Tuesday, July 23, 2019

Tom Bowling and Frank Bowling

Tom Bowling; Frank Bowling


Tom Bowling is a song written towards the end of the C18 by Charles Dibdin. Dibdin was a succesful (but not always financially) singer, composer and popular dramatist. Tom Bowlingis his most famous, and long lasting, song. In modern times it has been given an arrangement by Benjamin Britten. It is, of course, Britten and Peter Pears that have produced the benchmark recording of the arrangement.


The song is a eulogy for a sea captain, who has recently died. Although the song names him “Tom Bowling”, Charles Dibdin was actually mourning his brother, Tom Dibdin.

Here a sheer hulk lies poor Tom Bowling,
The darling of our crew;
No more he’ll hear the tempest howling,
For Death has broached him to..

Tom Bowling is a lovely song. But, studying and singing it, one often wonders what sort of sea captain Tom was. Not a naval type; so a commercial sailor. Trading in what? One very profitable enterprise in the C18 (apart from privateering in the many wars) was the slave trade…

The song lyrics give no clue. Insofar as Tom’s sea career is mentioned it is: “Faithful, below he did his duty”. Otherwise the song concentrates on the manly merits of Tom and his friends, and the destination of his soul – “gone aloft”.

These speculations came back, somewhat incongruously, whilst visiting the Frank Bowling exhibition at Tate Britain. The only thing in common between song and exhibition is the fictitious surname of Tom and the real surname of Frank. But yet.. could there be some tenuous connection between captain Dibdin and Frank?

One of Frank Bowling’s paintings is titled Middle Passage

(“Middle Passage” refers to the ghastly voyage suffered by African captives on ghastly slave ships. The adjective “Middle” can mean two things: the middle stage of the slaves’ journey, after capture and trek in Africa, and before the journey to their plantations in the Americas; or to the second leg of the slave ships’ journey: from Europe to Africa with manufactured goods to trade for humans; to the Americas with human cargo; and then home with plantation produce.)

As the commentary card to Middle Passage relates, Frank Bowling’s ancestors were trafficked to his home country of Guyana, on the North East coast of South America.
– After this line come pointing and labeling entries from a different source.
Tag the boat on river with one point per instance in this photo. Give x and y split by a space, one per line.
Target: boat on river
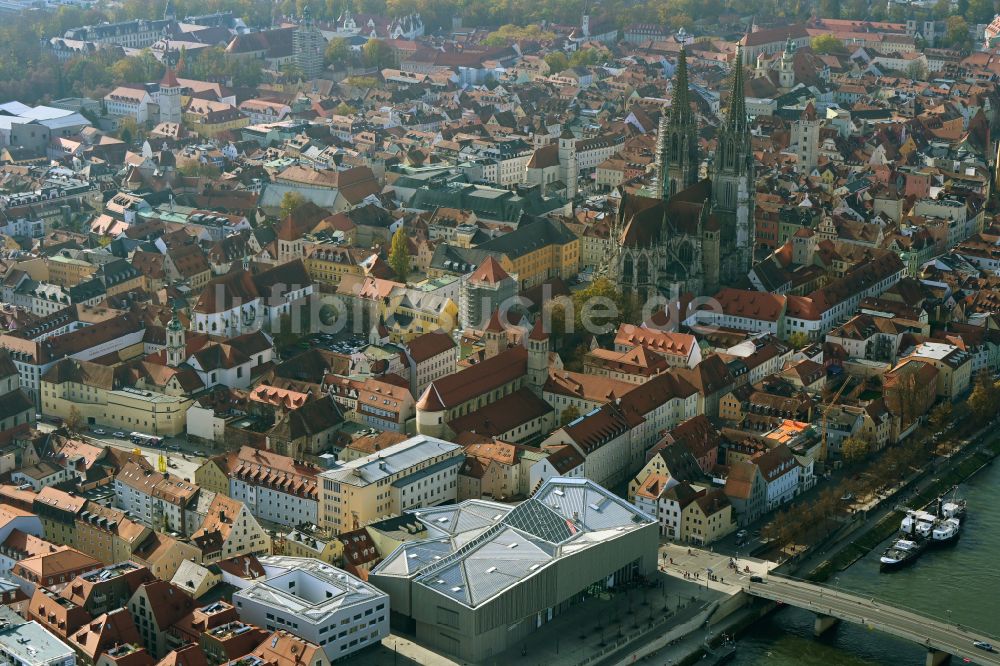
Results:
902 553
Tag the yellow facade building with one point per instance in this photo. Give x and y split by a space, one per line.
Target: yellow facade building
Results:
708 518
100 396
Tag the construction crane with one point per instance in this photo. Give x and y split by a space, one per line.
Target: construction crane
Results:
826 411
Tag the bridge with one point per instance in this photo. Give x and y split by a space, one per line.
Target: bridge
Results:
942 638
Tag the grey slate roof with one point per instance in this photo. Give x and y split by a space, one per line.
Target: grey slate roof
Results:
485 548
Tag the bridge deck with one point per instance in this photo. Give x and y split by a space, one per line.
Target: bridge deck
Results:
934 633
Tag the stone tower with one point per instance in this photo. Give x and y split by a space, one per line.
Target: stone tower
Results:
733 182
680 158
170 97
307 46
493 336
567 162
663 154
176 342
805 138
538 357
786 66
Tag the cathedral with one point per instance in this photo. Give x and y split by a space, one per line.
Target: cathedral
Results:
689 235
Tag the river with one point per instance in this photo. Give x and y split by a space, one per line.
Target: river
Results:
957 583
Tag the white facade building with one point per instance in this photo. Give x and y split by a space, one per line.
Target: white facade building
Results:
317 602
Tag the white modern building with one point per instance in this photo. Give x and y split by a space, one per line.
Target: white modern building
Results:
491 574
30 644
317 602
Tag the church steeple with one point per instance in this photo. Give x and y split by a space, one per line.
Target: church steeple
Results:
680 111
736 118
663 155
733 180
678 137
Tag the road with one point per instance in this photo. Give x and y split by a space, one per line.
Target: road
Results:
177 463
934 633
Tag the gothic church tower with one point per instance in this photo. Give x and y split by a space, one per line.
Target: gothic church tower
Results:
733 183
677 138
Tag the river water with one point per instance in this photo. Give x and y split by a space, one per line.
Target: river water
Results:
957 584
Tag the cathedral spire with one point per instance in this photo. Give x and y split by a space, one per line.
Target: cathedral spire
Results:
736 121
663 155
680 105
677 140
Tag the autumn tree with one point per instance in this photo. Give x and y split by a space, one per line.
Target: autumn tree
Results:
344 109
917 70
569 415
74 420
854 450
598 307
290 203
338 51
557 313
557 62
827 44
378 54
940 416
957 33
399 254
508 33
798 339
985 399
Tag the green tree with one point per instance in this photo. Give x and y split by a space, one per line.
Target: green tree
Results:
379 54
557 311
586 57
827 44
829 8
399 254
74 420
291 203
983 402
509 32
128 130
557 62
345 109
292 72
957 33
569 414
338 51
194 169
854 450
798 339
979 11
598 307
940 416
917 71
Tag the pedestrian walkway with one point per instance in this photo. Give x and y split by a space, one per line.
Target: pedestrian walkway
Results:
587 633
714 571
But I doubt if Dibdin/Bowlingwas involved in this trading. It seems from Charles’s biographical details that Captain Tom was in the East Indies, dealing in cargoes of we know not what (but perhaps sometimes human, even there?). For Charles was settled, at a late point in his career, on joining his brother in the East. This plan was forestalled by Tom’s death.

My Tom Bowling musings lead nowhere. Time for a few thoughts about Frank.
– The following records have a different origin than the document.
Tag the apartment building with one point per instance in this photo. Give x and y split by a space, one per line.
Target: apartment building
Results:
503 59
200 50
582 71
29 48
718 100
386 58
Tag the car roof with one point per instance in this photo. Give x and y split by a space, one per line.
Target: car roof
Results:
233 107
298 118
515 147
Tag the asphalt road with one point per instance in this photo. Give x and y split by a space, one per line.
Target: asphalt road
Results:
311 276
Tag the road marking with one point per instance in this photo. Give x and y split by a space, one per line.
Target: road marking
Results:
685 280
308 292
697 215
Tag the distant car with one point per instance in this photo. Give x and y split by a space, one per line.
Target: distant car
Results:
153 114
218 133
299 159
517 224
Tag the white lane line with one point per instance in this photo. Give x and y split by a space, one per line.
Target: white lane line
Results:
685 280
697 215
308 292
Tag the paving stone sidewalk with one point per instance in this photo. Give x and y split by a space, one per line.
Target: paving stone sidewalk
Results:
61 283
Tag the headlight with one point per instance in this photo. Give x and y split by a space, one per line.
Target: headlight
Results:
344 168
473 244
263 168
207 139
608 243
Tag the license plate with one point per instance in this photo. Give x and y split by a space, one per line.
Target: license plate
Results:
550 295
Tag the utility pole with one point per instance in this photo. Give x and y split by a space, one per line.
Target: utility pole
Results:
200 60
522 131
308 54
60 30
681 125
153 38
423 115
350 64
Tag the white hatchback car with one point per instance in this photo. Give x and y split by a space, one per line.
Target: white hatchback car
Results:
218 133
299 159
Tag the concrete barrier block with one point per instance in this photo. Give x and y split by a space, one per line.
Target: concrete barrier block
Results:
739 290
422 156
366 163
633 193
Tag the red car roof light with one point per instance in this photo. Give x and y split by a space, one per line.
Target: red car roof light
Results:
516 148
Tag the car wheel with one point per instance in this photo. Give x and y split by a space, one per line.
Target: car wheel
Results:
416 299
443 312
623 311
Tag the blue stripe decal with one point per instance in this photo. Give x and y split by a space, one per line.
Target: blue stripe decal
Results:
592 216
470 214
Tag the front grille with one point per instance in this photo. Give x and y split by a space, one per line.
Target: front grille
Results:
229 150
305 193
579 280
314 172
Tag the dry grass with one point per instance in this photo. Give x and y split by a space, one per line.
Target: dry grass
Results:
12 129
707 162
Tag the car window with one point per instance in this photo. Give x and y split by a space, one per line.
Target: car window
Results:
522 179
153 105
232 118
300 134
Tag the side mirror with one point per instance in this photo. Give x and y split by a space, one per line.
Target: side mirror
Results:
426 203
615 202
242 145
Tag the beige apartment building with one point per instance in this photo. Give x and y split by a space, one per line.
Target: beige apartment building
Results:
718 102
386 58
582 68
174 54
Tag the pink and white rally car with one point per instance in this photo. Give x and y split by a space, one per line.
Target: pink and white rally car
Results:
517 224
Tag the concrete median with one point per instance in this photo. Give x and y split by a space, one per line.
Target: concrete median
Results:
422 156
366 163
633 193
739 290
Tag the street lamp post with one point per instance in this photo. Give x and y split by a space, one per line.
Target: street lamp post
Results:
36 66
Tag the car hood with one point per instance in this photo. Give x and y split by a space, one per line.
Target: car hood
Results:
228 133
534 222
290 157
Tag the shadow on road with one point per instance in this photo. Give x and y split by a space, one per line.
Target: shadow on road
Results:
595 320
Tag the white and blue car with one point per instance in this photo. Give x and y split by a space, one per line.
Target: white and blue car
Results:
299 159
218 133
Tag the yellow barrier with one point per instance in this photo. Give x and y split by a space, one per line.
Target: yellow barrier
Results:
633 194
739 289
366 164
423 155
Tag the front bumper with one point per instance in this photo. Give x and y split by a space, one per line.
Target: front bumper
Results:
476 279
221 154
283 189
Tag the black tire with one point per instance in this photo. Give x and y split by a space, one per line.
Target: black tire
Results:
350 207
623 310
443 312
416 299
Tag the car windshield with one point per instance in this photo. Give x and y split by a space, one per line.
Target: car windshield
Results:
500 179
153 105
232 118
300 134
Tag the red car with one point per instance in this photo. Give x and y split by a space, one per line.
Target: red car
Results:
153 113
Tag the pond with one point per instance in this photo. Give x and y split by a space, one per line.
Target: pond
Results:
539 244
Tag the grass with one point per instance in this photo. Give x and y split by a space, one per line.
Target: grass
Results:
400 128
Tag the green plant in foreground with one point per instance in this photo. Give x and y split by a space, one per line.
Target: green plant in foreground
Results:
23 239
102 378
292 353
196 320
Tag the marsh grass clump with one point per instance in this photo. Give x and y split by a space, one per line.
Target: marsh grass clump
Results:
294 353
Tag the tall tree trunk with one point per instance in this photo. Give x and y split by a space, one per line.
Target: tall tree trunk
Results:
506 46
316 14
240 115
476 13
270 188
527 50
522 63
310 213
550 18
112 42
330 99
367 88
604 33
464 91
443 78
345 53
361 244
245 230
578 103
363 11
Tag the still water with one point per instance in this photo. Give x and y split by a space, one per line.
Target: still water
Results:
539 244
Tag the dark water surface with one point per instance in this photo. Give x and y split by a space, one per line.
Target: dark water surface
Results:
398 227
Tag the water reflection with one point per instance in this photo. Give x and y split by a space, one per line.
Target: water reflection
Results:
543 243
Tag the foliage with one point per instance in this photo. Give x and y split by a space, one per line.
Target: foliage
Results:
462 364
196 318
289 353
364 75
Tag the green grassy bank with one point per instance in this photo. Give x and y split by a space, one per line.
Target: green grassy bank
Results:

The Tate Exhibition is another revelation, following closely the successful showings of Sorolla and Vallotton (see last blog). Our major galleries seem, this year, determined to draw wrongly neglected artists back into deserved light.
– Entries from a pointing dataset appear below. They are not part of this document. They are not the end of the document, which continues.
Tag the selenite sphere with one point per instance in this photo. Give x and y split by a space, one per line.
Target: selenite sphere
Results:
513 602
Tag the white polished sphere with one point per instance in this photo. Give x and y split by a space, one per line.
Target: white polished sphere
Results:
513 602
(Perhaps Frank Bowling is not entirely of this category, as he has persisted as a successful artist over many recent decades, but not of the first rank in reputation, and not well known, I suspect, to many art lovers.)

I do not attempt a critical synopsis. For one, I was very soon completely lost by the curators’ explanations of the many, many different techniques involving paint (enhanced, diluted, applied this way and that) and the other materials that Frank Bowling uses.






What impresses and moves greatly is his bold and vast deployment of colour. Whatever the techniques used, most of his paintings (usually pretty huge) are hymns to colours. Sometimes they are purely abstract (he ran with the Abstract Expressionist pack for a while), sometimes they hint at some place (often Guyana), and sometimes, intriguingly, faint images, of South America, or his mother’s house, are imbedded.

Much chaos, or unpredictability of method, is involved in the creation of many of the works. But chaotic processes ultimately cohere in artistic triumph.

Frank Bowling is distrustful of the label “black artist”. But clearly his birth country and his mother both continue to have great influence. He is therefore inevitably drawn to the things that shaped existence of both country and family – but perhaps not including the other Bowling.